Music, Language, and the Brain, by Aniruddh D. Patel, Ph.D. ’96 (Oxford, $59.95). Patel, a neuroscientist, argues that instrumental music and language are processed similarly in the brain, offering common paths to discoveries about human cognition.

Who Owns Antiquity? Museums and the Battle over Our Ancient Heritage, by James Cuno, Ph.D. ’85 (Princeton, $24.95, paper). Amid controversies over repatriation, the president of the Art Institute of Chicago, formerly director of the Harvard University Art Museums, addresses “the question of unprovenanced antiquities” and the issue of access to evidence of “the world’s common ancient heritage.”

The Dismal Science, by Stephen A. Marglin, Barker professor of economics (Harvard, $35). The author teaches Social Analysis 72, “Economics: A Critical Approach,” an alternative to the mainstream Ec (now Social Analysis) 10. Here he explores, as the subtitle says, “how thinking like an economist undermines community.”

Riding the Waves: A Life in Sound, Science, and Industry, by Leo Beranek, S.D. ’40, AMP ’65 (MIT, $24.95). The acoustical scientist and entrepreneur was involved in telephony, the Tanglewood Music Shed, and the precursor to the Internet.

The Fall and Rise of the Islamic State, by Noah Feldman, professor of law (Princeton, $22.95). After long reflection on constitutional change in the Islamic world, Feldman observes that “the Islamists continue to promise justice and the rule of law”—and that trying to deny them power will likely backfire.
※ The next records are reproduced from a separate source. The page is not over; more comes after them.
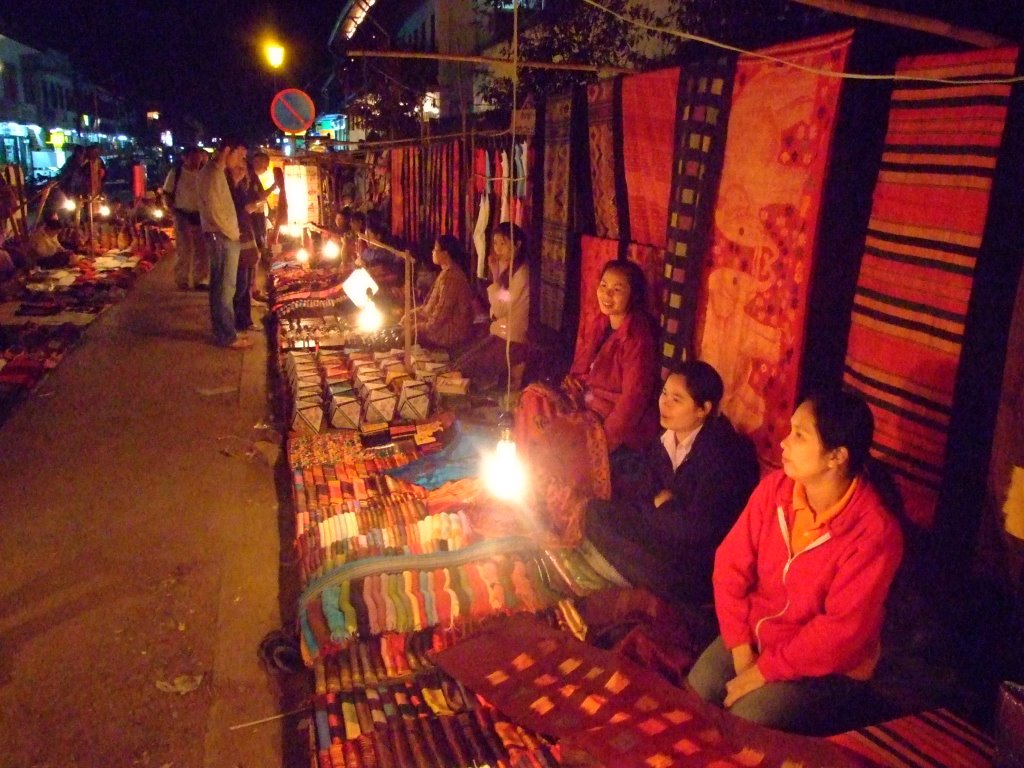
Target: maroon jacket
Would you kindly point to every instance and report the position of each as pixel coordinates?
(620, 378)
(817, 612)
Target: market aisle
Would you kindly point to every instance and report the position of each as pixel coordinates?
(139, 544)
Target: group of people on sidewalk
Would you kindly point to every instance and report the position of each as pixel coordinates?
(220, 231)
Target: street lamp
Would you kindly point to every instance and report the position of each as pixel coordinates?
(274, 53)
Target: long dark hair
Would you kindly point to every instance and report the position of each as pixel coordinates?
(635, 276)
(845, 420)
(515, 236)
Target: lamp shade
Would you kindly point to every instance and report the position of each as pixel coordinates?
(356, 287)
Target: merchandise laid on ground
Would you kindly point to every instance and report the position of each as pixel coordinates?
(442, 627)
(45, 311)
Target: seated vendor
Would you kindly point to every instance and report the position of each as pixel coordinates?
(802, 579)
(445, 320)
(689, 488)
(45, 250)
(614, 372)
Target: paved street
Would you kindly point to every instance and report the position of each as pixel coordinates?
(140, 549)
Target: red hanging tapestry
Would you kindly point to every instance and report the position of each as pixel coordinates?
(928, 219)
(554, 238)
(648, 130)
(600, 126)
(754, 291)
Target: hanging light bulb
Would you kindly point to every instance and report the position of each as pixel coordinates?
(371, 318)
(504, 474)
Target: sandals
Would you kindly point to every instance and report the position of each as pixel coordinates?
(280, 653)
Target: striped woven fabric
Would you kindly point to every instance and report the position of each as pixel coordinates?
(928, 218)
(605, 145)
(755, 286)
(554, 230)
(929, 739)
(648, 125)
(701, 112)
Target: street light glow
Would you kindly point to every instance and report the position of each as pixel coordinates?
(274, 53)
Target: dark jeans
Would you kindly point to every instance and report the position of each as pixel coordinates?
(812, 706)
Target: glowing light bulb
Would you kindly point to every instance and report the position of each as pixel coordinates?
(370, 318)
(504, 474)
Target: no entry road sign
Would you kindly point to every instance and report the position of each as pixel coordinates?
(292, 111)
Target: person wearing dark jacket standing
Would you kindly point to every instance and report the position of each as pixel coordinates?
(662, 532)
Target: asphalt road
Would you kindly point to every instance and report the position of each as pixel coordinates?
(140, 552)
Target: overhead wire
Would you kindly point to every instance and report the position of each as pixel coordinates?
(796, 66)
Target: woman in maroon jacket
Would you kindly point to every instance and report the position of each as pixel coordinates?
(614, 375)
(801, 580)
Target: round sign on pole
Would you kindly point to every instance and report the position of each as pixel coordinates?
(292, 111)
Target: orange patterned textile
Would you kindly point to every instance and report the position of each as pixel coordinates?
(754, 293)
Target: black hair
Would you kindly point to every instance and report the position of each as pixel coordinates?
(702, 383)
(514, 235)
(844, 420)
(636, 279)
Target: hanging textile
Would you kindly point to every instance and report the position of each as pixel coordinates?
(595, 253)
(701, 112)
(928, 217)
(605, 145)
(648, 124)
(754, 290)
(554, 237)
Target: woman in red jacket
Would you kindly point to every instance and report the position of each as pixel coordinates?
(801, 580)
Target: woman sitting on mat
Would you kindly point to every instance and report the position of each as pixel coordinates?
(687, 493)
(508, 296)
(445, 320)
(614, 372)
(802, 579)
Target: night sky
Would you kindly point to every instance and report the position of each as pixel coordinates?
(198, 58)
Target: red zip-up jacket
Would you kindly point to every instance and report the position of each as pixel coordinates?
(817, 612)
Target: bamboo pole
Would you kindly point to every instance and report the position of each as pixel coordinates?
(489, 60)
(908, 20)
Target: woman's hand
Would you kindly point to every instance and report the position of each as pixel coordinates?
(663, 496)
(742, 657)
(745, 682)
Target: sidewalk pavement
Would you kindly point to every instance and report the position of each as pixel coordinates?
(141, 552)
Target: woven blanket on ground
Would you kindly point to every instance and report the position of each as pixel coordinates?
(754, 290)
(928, 218)
(595, 254)
(383, 702)
(701, 113)
(924, 740)
(610, 709)
(605, 150)
(648, 127)
(557, 207)
(407, 593)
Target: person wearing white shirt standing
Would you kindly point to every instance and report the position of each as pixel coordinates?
(192, 269)
(220, 228)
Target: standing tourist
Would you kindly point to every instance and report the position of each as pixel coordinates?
(220, 228)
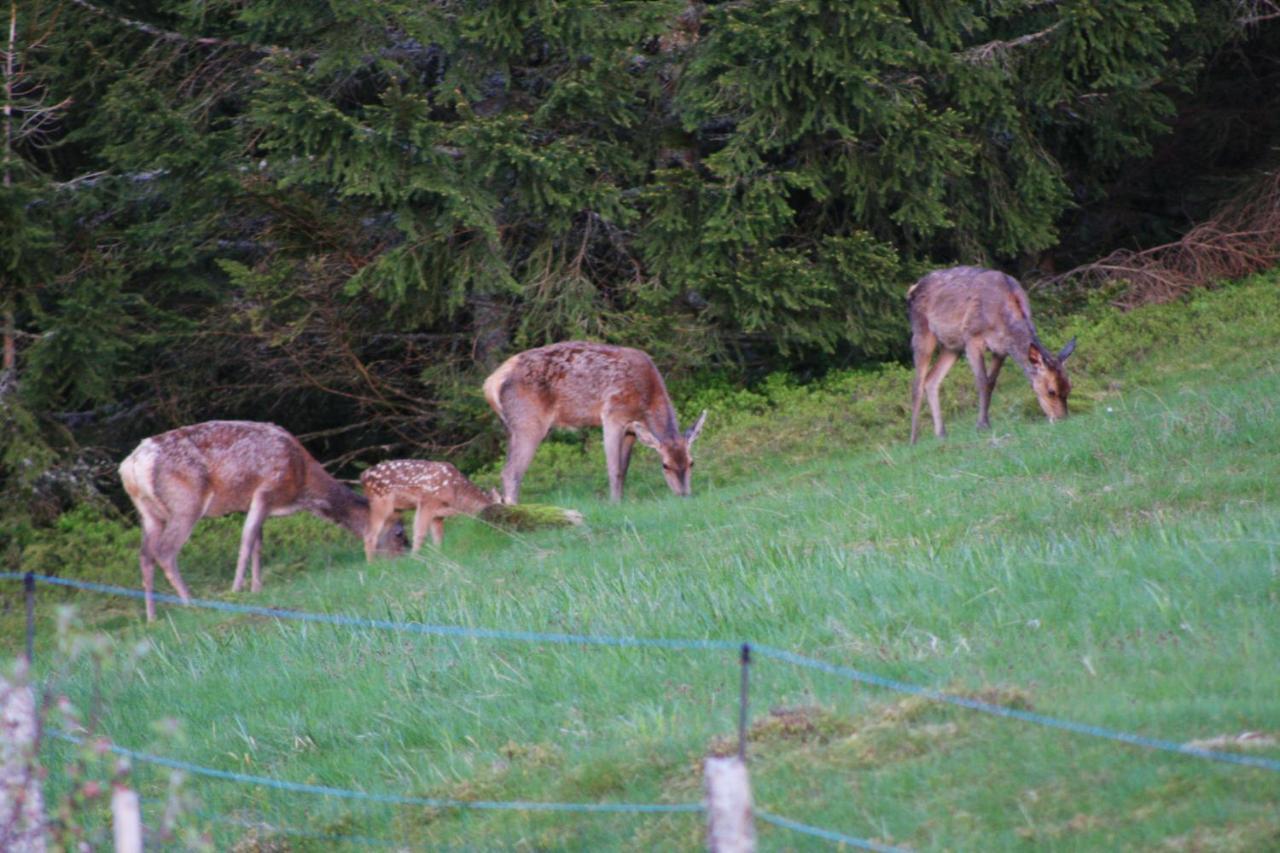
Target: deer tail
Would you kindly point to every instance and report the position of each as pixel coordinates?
(494, 383)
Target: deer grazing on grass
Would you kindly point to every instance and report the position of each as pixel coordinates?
(972, 310)
(589, 384)
(434, 489)
(220, 466)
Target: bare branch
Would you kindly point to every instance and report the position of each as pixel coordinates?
(1239, 240)
(993, 49)
(177, 37)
Reagan’s Disciple, by Lou Cannon and Carl M. Cannon, a 2007 spring fellow at the Institute of Politics (Public Affairs, $27.95). A pair of political journalists, biographers of Ronald Reagan and Karl Rove, respectively, put the “troubled quest” of George W. Bush, M.B.A. ’75, “for a presidential legacy” in perspective. Reagan, they find, “was practical, in ways that George Bush was not.”

Resurrection: The Power of God for Christians and Jews, by Kevin J. Madigan, professor of the history of Christianity, and Jon D. Levenson, List professor of Jewish studies (Yale, $30). An examination of the belief in life after death in the two religious traditions.
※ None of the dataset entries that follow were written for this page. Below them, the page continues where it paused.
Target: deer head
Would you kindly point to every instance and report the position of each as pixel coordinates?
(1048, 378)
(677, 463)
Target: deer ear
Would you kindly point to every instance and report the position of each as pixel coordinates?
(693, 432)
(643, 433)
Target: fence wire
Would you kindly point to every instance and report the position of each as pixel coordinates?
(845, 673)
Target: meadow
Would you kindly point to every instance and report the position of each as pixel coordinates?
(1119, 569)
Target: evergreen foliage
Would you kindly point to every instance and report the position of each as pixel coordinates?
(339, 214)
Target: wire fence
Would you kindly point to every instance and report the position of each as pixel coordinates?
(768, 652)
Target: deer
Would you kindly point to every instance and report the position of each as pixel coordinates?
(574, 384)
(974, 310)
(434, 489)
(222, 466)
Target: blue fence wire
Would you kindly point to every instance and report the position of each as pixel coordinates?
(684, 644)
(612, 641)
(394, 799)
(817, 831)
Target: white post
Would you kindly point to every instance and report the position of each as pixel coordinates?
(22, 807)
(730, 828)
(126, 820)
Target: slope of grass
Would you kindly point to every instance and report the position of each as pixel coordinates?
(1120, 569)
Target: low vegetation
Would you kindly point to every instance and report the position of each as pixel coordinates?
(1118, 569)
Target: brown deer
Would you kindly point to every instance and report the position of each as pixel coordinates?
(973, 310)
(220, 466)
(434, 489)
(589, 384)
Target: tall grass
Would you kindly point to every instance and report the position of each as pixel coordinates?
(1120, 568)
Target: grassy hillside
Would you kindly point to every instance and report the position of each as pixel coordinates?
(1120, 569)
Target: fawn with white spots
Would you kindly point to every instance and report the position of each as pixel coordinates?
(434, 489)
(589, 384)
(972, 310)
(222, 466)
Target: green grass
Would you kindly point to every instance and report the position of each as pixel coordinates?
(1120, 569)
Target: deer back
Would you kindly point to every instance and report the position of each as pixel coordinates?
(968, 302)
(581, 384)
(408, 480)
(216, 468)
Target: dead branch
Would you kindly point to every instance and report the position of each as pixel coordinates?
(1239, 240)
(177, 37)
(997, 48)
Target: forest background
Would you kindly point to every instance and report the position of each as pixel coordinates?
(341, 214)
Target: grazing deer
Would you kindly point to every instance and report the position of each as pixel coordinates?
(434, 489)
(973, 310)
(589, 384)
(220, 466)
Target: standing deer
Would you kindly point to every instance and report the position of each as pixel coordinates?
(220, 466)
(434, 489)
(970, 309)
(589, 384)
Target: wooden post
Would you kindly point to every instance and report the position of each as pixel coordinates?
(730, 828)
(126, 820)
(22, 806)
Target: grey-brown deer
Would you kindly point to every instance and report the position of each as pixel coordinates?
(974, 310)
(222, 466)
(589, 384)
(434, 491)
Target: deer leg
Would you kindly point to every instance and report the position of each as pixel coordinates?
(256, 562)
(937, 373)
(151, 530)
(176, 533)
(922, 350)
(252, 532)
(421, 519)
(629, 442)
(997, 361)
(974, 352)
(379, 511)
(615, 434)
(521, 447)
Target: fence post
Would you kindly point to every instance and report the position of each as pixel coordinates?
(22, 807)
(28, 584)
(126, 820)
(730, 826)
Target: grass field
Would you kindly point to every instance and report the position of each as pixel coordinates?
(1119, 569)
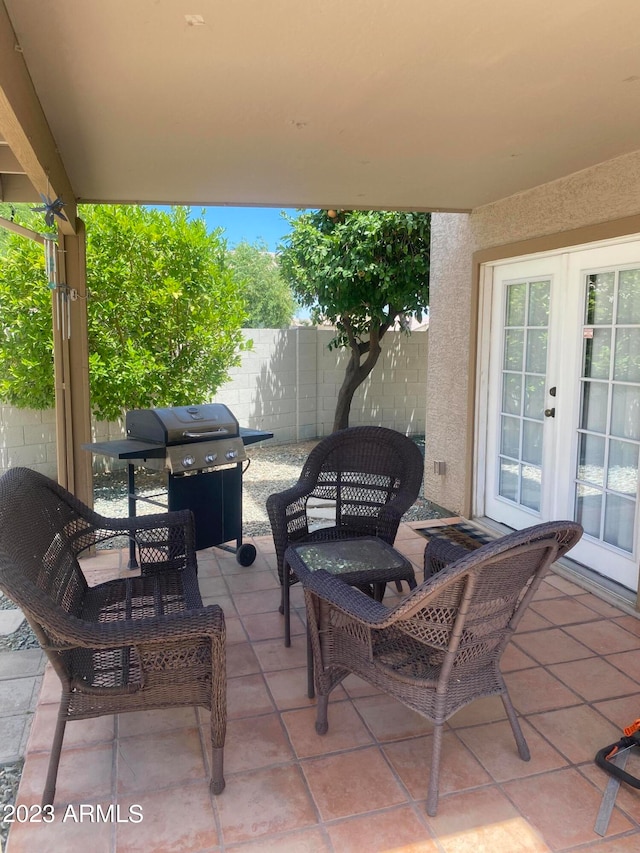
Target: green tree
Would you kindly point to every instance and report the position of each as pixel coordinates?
(269, 302)
(164, 315)
(360, 270)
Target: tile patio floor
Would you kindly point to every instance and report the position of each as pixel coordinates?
(573, 671)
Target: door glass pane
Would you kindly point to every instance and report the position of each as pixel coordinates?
(625, 412)
(510, 444)
(530, 491)
(619, 519)
(597, 354)
(622, 475)
(516, 304)
(595, 396)
(534, 393)
(513, 349)
(536, 351)
(508, 480)
(600, 296)
(589, 509)
(532, 442)
(627, 364)
(539, 303)
(629, 297)
(512, 394)
(609, 431)
(591, 459)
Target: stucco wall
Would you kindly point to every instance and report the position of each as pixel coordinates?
(288, 384)
(558, 210)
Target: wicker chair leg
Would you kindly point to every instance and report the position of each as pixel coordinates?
(322, 721)
(217, 775)
(432, 795)
(54, 761)
(523, 748)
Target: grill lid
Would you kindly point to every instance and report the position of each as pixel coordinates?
(182, 424)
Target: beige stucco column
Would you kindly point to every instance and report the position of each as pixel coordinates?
(71, 360)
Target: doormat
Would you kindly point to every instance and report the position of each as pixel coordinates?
(462, 533)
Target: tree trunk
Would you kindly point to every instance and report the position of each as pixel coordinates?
(355, 375)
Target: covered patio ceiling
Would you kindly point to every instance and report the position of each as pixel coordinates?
(414, 104)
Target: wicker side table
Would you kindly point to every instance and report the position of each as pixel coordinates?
(366, 562)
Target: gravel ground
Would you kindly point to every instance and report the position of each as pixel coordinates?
(271, 469)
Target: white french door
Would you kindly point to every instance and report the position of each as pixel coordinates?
(563, 400)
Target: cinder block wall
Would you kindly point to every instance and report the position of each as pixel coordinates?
(288, 384)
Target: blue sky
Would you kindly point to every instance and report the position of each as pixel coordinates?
(248, 223)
The Greatest Game: The Yankees, the Red Sox, and the Playoff of ’78, by Richard Bradley, A.M. ’90 (Free Press, $25). Some 257 pages, plus notes, on the moment of maximum baseball ecstasy (New York) and agony (Boston). Of course, that was then.

Santiago’s Children: What I Learned about Life at an Orphanage in Chile, by Steve Reifenberg (University of Texas, $55 hardcover, $24.95 paperback). The director of the Chile office of Harvard’s David Rockefeller Center for Latin American Studies recalls his life-changing work in an underclass orphanage during the political and economic traumas of the Pinochet dic-tatorship. Presley professor of social medicine Paul Farmer contributed the foreword.